Of all the steps along The Eightfold Path (eight precepts that Siddhartha Gautama Buddha specified as disciplines conducive to enlightenment), Right Livelihood (precept #5) has posed conundrums that have consistently confounded me. Right Livelihood involves choosing a source of work-based income that helps one in the pursuit of spiritual development. Every problem I have created for myself in my adult life stems from poisonous roots tangled deep in my world of work — which means essentially that they are rooted in my core beliefs that extend into that netherworld.

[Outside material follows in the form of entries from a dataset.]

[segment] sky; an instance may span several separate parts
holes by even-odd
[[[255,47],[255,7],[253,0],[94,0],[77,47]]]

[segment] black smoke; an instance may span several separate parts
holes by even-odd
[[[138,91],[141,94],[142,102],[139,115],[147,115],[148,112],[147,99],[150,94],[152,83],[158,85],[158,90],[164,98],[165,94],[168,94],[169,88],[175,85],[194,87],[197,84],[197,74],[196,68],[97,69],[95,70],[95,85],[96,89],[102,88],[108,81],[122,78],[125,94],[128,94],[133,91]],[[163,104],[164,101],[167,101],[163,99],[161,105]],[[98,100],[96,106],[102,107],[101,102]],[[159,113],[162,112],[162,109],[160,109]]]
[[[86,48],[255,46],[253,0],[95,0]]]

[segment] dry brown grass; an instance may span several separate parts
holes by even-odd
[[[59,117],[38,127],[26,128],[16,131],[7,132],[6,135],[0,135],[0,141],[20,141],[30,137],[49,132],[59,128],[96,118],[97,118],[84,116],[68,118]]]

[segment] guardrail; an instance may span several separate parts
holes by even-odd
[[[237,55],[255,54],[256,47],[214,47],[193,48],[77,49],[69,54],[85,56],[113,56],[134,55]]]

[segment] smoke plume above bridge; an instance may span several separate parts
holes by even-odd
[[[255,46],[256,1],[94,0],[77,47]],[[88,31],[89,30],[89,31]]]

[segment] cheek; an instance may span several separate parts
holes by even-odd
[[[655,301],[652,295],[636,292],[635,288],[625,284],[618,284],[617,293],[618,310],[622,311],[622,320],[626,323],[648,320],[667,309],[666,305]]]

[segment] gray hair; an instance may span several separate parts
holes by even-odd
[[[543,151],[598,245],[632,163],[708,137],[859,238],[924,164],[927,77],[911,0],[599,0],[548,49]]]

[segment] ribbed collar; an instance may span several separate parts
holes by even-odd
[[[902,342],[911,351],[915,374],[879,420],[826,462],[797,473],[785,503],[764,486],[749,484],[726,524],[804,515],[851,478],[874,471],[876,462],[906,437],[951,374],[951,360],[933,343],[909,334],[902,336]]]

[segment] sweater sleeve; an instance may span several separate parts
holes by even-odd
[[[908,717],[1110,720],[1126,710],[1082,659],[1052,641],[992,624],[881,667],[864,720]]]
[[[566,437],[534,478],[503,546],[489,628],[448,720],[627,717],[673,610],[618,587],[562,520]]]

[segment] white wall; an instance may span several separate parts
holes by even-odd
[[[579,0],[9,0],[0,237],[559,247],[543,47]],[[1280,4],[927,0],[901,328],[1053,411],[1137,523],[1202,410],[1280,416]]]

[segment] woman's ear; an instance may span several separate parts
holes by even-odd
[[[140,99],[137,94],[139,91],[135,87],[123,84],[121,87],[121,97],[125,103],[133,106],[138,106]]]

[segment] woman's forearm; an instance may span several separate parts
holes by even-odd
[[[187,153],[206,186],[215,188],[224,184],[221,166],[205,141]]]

Those who know that I worked for thirty years in advertising/marketing communications (and regard such work with smug disdain) might immediately quip “Well, fool, wouldn’t you kind expect to feel dissatisfied with that?” In my experience, remarks like that come from li’l kiddies splashing and calling names at one another in the shallow end of life. They’re going to have to take off their water wings and accompany me in a dive to the drain of human existence in order to understand where my disappointments originate. Experience has also taught me that few, if any, will accompany me in the not-entirely-uplifting adventure. There are just too many precious notions to be found on the murky bottom disarrayed in wreckage, in shards — at best overturned.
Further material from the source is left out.